Failure fencing limits node access to multihost disks by physically preventing access to the disks. When a node leaves the cluster (it either fails or becomes partitioned), failure fencing ensures that the node can no longer access the disks. Only current member nodes have access to the disks, resulting in data integrity.

Disk device services provide failover capability for services that make use of multihost disks. When a cluster member currently serving as the primary (owner) of the disk device group fails or becomes unreachable, a new primary is chosen, enabling access to the disk device group to continue with only minor interruption. During this process, the old primary must give up access to the devices before the new primary can be started. However, when a member drops out of the cluster and becomes unreachable, the cluster cannot inform that node to release the devices for which it was the primary. Thus, you need a means to enable surviving members to take control of and access global devices from failed members.

The SunPlex system uses SCSI disk reservations to implement failure fencing. Using SCSI reservations, failed nodes are "fenced" away from the multihost disks, preventing them from accessing those disks.

SCSI-2 disk reservations support a form of reservations, which either grants access to all nodes attached to the disk (when no reservation is in place) or restricts access to a single node (the node that holds the reservation).

When a cluster member detects that another node is no longer communicating over the cluster interconnect, it initiates a failure fencing procedure to prevent the other node from accessing shared disks. When this failure fencing occurs, it is normal to have the fenced node panic with a "reservation conflict" messages on its console.

The reservation conflict occurs because after a node has been detected to no longer be a cluster member, a SCSI reservation is put on all of the disks that are shared between this node and other nodes. The fenced node might not be aware that it is being fenced and if it tries to access one of the shared disks, it detects the reservation and panics.

Failfast Mechanism for Failure Fencing

The mechanism by which the cluster framework ensures that a failed node cannot reboot and begin writing to shared storage is called failfast.

Nodes that are cluster members continuously enable a specific ioctl, MHIOCENFAILFAST, for the disks to which they have access, including quorum disks. This ioctl is a directive to the disk driver, and gives a node the capability to panic itself if it cannot access the disk due to the disk being reserved by some other node.

The MHIOCENFAILFAST ioctl causes the driver to check the error return from every read and write that a node issues to the disk for the Reservation_Conflict error code. The ioctl periodically, in the background, issues a test operation to the disk to check for Reservation_Conflict. Both the foreground and background control flow paths panic if Reservation_Conflict is returned.

For SCSI-2 disks, reservations are not persistent--they do not survive node reboots.
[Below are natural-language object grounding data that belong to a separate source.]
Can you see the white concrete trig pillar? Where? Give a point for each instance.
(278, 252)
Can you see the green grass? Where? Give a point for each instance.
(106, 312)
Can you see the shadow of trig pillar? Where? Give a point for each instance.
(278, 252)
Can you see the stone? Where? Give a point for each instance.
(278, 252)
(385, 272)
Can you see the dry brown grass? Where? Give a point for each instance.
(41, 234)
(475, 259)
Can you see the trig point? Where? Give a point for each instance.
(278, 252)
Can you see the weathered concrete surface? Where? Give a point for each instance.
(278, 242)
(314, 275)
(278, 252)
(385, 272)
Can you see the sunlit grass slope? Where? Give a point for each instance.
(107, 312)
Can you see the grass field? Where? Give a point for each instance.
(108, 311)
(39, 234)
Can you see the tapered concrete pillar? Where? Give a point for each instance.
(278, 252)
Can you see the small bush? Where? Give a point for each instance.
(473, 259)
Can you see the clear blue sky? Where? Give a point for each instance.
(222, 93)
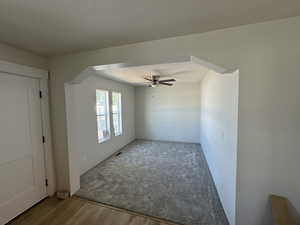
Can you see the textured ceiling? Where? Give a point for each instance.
(185, 72)
(57, 27)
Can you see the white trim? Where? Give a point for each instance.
(73, 154)
(42, 75)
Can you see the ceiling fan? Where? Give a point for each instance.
(155, 81)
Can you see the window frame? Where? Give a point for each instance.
(106, 115)
(120, 117)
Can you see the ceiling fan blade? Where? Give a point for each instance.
(166, 84)
(168, 80)
(146, 78)
(176, 73)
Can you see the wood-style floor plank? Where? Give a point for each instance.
(76, 211)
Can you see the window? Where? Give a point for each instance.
(117, 113)
(102, 113)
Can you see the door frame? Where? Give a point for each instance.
(43, 77)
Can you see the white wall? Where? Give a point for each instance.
(219, 120)
(267, 56)
(84, 121)
(168, 113)
(19, 56)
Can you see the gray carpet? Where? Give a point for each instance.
(162, 179)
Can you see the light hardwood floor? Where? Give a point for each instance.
(76, 211)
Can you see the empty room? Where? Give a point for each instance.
(135, 112)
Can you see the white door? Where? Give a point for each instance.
(22, 171)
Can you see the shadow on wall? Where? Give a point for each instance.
(218, 134)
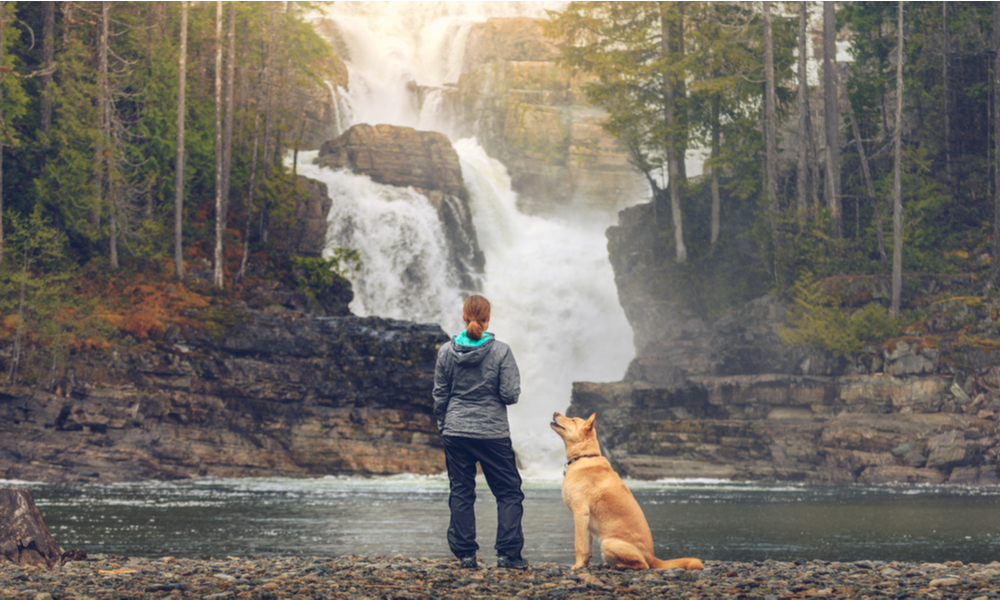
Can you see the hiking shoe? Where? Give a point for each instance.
(507, 562)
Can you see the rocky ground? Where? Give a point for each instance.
(399, 577)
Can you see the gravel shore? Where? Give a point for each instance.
(381, 577)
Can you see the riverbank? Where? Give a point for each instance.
(399, 577)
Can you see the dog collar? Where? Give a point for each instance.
(573, 460)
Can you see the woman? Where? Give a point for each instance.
(474, 381)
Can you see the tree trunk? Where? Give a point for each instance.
(945, 43)
(3, 28)
(227, 131)
(48, 50)
(262, 83)
(219, 218)
(268, 119)
(866, 174)
(996, 140)
(770, 126)
(107, 144)
(179, 169)
(897, 178)
(24, 538)
(802, 170)
(670, 110)
(831, 119)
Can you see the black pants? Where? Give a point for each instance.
(500, 467)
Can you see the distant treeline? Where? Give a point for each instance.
(100, 214)
(90, 121)
(778, 202)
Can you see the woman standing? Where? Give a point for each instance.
(474, 381)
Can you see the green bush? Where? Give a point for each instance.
(316, 274)
(815, 319)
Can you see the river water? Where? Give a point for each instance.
(408, 515)
(555, 303)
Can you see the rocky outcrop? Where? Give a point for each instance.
(305, 233)
(867, 429)
(425, 161)
(400, 156)
(533, 116)
(259, 393)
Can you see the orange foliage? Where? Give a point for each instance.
(144, 306)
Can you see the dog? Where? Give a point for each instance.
(603, 506)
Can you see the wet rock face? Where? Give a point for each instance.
(305, 233)
(400, 156)
(530, 114)
(426, 161)
(275, 394)
(867, 429)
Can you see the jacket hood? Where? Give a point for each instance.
(468, 356)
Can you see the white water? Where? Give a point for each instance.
(548, 278)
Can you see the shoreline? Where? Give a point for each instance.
(104, 576)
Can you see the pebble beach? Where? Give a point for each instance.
(101, 577)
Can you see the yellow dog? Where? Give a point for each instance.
(603, 506)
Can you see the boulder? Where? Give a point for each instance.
(533, 115)
(507, 39)
(400, 156)
(947, 450)
(910, 356)
(304, 234)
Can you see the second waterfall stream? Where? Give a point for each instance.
(548, 277)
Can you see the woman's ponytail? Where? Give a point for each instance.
(475, 312)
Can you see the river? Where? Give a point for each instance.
(408, 515)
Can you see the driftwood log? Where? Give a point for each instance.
(24, 538)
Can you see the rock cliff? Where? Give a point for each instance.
(425, 161)
(725, 398)
(274, 393)
(533, 116)
(274, 383)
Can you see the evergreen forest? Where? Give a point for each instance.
(103, 221)
(842, 141)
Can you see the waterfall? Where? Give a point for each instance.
(548, 278)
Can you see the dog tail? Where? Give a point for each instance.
(691, 564)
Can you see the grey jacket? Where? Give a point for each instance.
(472, 388)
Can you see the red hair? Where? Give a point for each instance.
(475, 313)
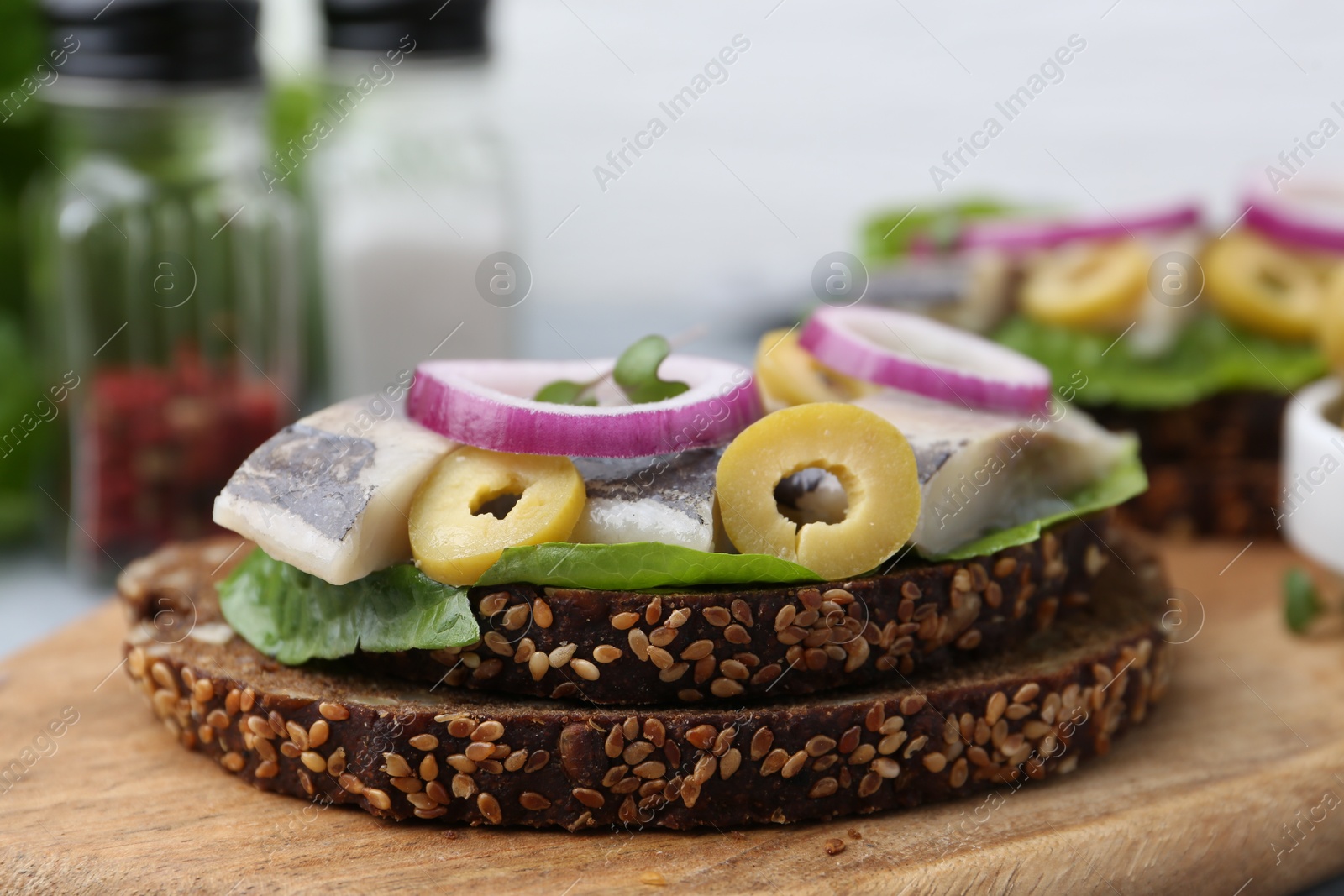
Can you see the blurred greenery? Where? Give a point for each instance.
(292, 110)
(890, 234)
(1301, 602)
(1210, 356)
(24, 128)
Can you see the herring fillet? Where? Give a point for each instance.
(981, 472)
(665, 499)
(329, 493)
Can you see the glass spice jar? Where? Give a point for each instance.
(167, 278)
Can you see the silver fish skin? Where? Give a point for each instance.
(331, 493)
(665, 499)
(983, 472)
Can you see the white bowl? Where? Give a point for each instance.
(1310, 511)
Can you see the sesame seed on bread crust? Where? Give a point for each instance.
(717, 644)
(402, 750)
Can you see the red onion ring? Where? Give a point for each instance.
(1304, 217)
(1021, 235)
(921, 355)
(488, 405)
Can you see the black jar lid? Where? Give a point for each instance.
(438, 27)
(165, 40)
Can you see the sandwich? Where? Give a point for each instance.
(667, 590)
(1189, 338)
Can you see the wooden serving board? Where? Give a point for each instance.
(1247, 743)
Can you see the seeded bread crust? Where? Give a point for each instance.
(1213, 465)
(401, 752)
(736, 645)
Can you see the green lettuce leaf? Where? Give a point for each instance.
(1210, 356)
(1124, 481)
(890, 234)
(295, 617)
(638, 566)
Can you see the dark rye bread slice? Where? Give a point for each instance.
(725, 644)
(400, 752)
(1213, 465)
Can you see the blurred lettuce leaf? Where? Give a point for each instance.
(1210, 356)
(638, 566)
(890, 234)
(1124, 481)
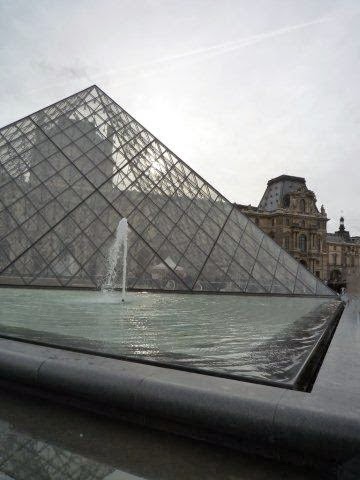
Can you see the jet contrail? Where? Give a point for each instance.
(210, 51)
(231, 45)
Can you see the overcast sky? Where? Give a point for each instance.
(242, 90)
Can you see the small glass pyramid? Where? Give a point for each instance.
(71, 171)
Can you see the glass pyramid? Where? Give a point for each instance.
(71, 171)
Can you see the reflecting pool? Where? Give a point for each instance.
(258, 337)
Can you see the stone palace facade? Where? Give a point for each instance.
(289, 214)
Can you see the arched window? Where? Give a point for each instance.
(302, 243)
(286, 201)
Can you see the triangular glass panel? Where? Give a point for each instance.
(71, 171)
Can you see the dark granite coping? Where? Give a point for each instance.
(324, 422)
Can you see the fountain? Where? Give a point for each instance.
(113, 259)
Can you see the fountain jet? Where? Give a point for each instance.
(113, 259)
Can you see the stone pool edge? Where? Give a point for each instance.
(324, 423)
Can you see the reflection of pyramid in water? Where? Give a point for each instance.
(71, 171)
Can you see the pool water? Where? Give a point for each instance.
(256, 337)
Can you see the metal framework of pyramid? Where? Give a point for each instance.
(71, 171)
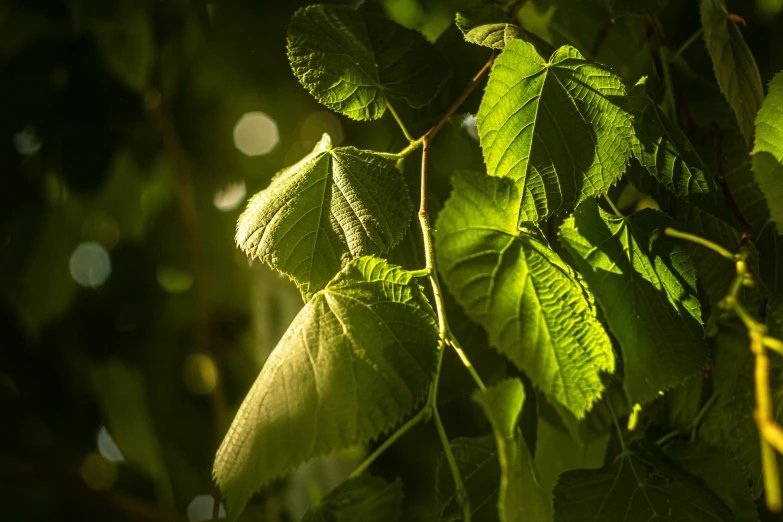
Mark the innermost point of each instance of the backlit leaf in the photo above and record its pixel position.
(768, 151)
(555, 126)
(334, 205)
(645, 283)
(736, 70)
(520, 496)
(359, 499)
(356, 62)
(372, 331)
(532, 304)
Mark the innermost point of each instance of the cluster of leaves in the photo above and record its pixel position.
(600, 310)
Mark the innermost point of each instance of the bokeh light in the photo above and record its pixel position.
(255, 134)
(107, 447)
(230, 197)
(90, 264)
(200, 509)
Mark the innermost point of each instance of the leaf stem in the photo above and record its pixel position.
(690, 41)
(399, 122)
(402, 430)
(671, 232)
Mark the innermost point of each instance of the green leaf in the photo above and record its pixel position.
(532, 304)
(620, 8)
(357, 359)
(720, 473)
(555, 127)
(477, 461)
(735, 69)
(640, 485)
(487, 25)
(663, 149)
(729, 422)
(768, 151)
(358, 499)
(356, 62)
(646, 285)
(334, 205)
(520, 497)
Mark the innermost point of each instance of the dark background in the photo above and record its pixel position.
(130, 325)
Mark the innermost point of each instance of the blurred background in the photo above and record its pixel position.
(132, 133)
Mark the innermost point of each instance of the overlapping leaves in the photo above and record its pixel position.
(356, 62)
(335, 204)
(645, 283)
(556, 126)
(532, 304)
(358, 357)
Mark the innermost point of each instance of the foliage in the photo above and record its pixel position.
(521, 263)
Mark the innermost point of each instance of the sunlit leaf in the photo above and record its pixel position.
(358, 499)
(356, 62)
(645, 283)
(520, 496)
(555, 126)
(358, 358)
(642, 484)
(768, 151)
(735, 68)
(532, 304)
(334, 205)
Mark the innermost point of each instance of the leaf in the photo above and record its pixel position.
(720, 473)
(554, 127)
(356, 62)
(334, 205)
(357, 499)
(729, 422)
(477, 461)
(128, 48)
(520, 497)
(620, 8)
(357, 359)
(646, 285)
(642, 484)
(663, 149)
(768, 151)
(532, 304)
(735, 69)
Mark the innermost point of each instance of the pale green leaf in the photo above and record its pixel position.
(359, 499)
(520, 496)
(334, 205)
(556, 127)
(620, 8)
(358, 358)
(645, 283)
(768, 151)
(479, 467)
(640, 485)
(356, 62)
(729, 422)
(532, 304)
(720, 473)
(735, 69)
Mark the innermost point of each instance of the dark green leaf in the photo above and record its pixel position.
(645, 284)
(533, 305)
(640, 485)
(359, 499)
(357, 359)
(520, 497)
(334, 205)
(356, 62)
(736, 70)
(554, 126)
(768, 151)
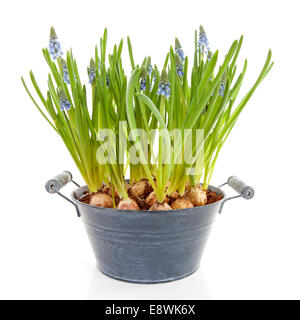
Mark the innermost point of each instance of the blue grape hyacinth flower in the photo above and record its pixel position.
(65, 72)
(54, 45)
(143, 80)
(178, 50)
(164, 85)
(64, 102)
(179, 66)
(203, 43)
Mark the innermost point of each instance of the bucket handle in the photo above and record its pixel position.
(58, 182)
(240, 187)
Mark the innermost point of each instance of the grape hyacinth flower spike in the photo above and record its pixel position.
(203, 41)
(178, 50)
(91, 71)
(179, 66)
(64, 69)
(64, 102)
(54, 45)
(143, 79)
(209, 55)
(164, 85)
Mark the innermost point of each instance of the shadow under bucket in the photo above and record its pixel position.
(147, 246)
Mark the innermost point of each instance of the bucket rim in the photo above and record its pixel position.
(151, 212)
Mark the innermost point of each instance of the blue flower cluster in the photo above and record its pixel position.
(64, 102)
(164, 85)
(179, 66)
(143, 79)
(203, 41)
(65, 72)
(209, 55)
(178, 50)
(54, 45)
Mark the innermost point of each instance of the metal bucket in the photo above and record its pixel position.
(148, 246)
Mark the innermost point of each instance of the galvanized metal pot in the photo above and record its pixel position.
(147, 246)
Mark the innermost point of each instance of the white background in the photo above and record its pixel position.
(253, 251)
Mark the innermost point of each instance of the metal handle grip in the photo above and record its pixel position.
(55, 184)
(241, 187)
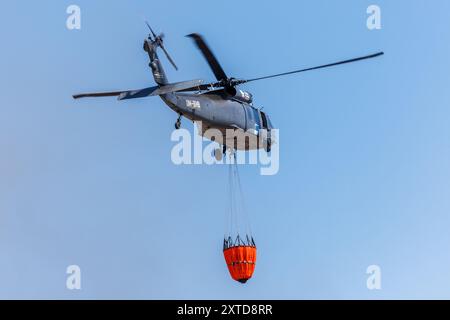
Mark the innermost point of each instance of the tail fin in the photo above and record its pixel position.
(158, 71)
(150, 46)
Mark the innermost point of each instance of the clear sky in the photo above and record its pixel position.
(364, 166)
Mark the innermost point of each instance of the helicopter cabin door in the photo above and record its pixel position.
(253, 122)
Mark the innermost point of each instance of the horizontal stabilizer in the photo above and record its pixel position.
(146, 92)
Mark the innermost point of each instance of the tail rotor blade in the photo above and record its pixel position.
(168, 57)
(150, 28)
For SCSI-3 disks with Persistent Group Reservation (PGR), reservation information is stored on the disk and persists across node reboots. The failfast mechanism works the same regardless of whether you have SCSI-2 disks or SCSI-3 disks.

If a node loses connectivity to other nodes in the cluster, and it is not part of a partition that can achieve quorum, it is forcibly removed from the cluster by another node. Another node that is part of the partition that can achieve quorum places reservations on the shared disks and when the node that does not have quorum attempts to access the shared disks, it receives a reservation conflict and panics as a result of the failfast mechanism.

After the panic, the node might reboot and attempt to rejoin the cluster or stay at the OpenBoot PROM (OBP) prompt. The action taken is determined by the setting of the auto-boot? parameter in the OBP.